Background - we would like to investigate replicating some or most of OCG's functionality using the Electron PDF service. Namely, we would like the ability to concatenate articles and allow transformations which direct the look and feel of Electron.
Acceptance Criteria
Determine the best way to set up the back end for rendering concatenated PDF's according to the following requirements:
- PDF generation must be triggered from the book creator and from download as PDF links (we must be able to generate PDF's for single and multiple articles)
- For multiple articles (books), the current UI of the book creator will be used
- Users will be able to select between a two-column and single-column layout, where the two-column layout will render using OCG and the single column layout will render using electron. This must be available for both books and individual articles (similar to current implementation on mediawiki (https://www.mediawiki.org/w/index.php?title=Special:ElectronPdf&page=MediaWiki&action=show-selection-screen&coll-download-url=%2Fw%2Findex.php%3Ftitle%3DSpecial%3ABook%26bookcmd%3Drender_article%26arttitle%3DMediaWiki%26returnto%3DMediaWiki%26oldid%3D2301969%26writer%3Drdf2latex)
- Concatenated PDFs must include the following:
- Table of contents
- Table of contents must contain the individual table of contents for each article as subsections
- Table of contents must be clickable - selecting a link from the table of contents must navigate to the correct position within the article
- All tables and infoboxes available in the original articles
- Chapter structure - each article must be numbered as a chapter and marked accordingly in the table of contents
- References
- References will appear individually at the end of each article. If links are available within the references, they will be available within the created PDF
- Blue links - all blue links will be available within the PDF. Blue links will be styled differently
- Styles - styles must contain the current desktop print styles (in progress here: T135022: [EPIC] Improve print styles in desktop and mobile sites)
- Contributions:
- all text contributors - a section for contributions will appear at the end of each book. The list of contributors will be separated by the name of the article
- all image contributors - a section for image contributions will appear at the end of each book. The list of contributors will be separated by the name of the article
- Content license
- Table of contents
Example Structure:
Book title (page break)
Table of contents (page break)
Chapter 1, Article Title, article 1, article 1 references (page break)
Chapter 2, Article Title, article 2, article 2 references (page break)
Text and image sources, contributors, and licenses
- Section 1: text sources
- Section 1.1: text sources article 1,
- Section 1.2: text sources article 2
- Section 2: image sources
- Section 1.1: image sources article 1
- Section 1.2: image sources article 2
- Section 3: content license
Questions to answer
Outcomes
Using wkhtmltopdf we'll have to make the following transformations:
- Create a cover page in HTML. Make sure that the book title is vertically and horizontally aligned in the middle.
- Retrieve articles from RESTBase, e.g. Book, and lay them out in the hierarchy requested in requrested metabook. For each article:
- Create a title with the chapter number, e.g. "1. Apple"

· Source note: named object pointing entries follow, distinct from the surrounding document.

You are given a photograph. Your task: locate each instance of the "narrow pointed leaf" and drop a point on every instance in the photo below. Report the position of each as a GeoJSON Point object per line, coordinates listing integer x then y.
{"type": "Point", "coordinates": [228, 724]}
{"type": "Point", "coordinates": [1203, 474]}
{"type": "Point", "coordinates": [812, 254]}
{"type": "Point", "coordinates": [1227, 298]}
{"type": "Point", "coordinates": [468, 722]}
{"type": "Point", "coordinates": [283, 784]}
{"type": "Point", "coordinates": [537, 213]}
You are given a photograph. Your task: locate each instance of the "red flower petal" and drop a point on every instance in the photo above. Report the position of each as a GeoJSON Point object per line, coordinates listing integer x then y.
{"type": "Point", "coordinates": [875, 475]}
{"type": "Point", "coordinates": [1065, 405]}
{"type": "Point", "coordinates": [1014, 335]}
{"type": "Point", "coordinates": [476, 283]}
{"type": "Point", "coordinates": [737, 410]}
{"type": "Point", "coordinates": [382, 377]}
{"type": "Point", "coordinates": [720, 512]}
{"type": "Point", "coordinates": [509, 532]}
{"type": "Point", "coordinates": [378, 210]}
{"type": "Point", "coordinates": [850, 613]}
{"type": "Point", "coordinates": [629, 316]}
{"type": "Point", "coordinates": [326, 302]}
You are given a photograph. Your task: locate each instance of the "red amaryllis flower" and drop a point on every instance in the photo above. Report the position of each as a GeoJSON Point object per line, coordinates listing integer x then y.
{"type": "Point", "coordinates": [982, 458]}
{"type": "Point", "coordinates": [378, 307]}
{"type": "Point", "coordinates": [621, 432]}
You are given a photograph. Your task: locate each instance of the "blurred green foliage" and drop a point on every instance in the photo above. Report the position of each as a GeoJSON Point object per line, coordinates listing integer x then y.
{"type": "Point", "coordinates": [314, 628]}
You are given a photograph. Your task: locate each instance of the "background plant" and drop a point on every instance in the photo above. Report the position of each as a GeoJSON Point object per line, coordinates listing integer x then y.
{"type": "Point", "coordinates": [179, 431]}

- Prefix section titles with the chapter number and section number, e.g. "1.1. Botanical Information"
- Since articles can be grouped into chapters on Special:Book, we need to make each article a subsection of a chapter if the article is a part of a group. For example, if I'm interested in creating a book about fruits and vegetables, I may have two chapters called "1. Fruits" and "2. Vegetables". The article "Apple", would go under "1. Fruits" and be titled as "1.1. Apple". Sections of the article would be prefixed with "1.1.1.", "1.1.2", etc.
- Change references links to point to the references on the page as opposed to the references in the source URL.
- Remove red links.
- We may also have to '"push down" headings when the page has a =-level section' but this case is rare.
- Retrieve Contributors, images (https://en.wikipedia.org/w/api.php?action=query&titles=File%3ABook_Collage.png&prop=imageinfo&iiprop=url|size|mediatype|mime|sha1|extmetadata), and licence info from the MW API endpoint and create an HTML page using them.
- Generate a PDF using wkhtmltopdf. The table of contents and outline will be generated automatically if the correct arguments are passed. An example command is as follows:
./wkhtmltopdf cover http://mw.loc/w/cover.html toc page https://en.wikipedia.org/api/rest_v1/page/html/Apple/781322367/8461718d-3d68-11e7-86c3-bba2fc26f3f6 https://en.wikipedia.org/api/rest_v1/page/html/Pear https://en.wikipedia.org/api/rest_v1/page/html/Cherry https://en.wikipedia.org/api/rest_v1/page/html/Grape https://en.wikipedia.org/api/rest_v1/page/html/Persimmon --print-media-type fruits.pdf
We'd have to point RESTBase urls from the above to local HTML files that we created using the transformations.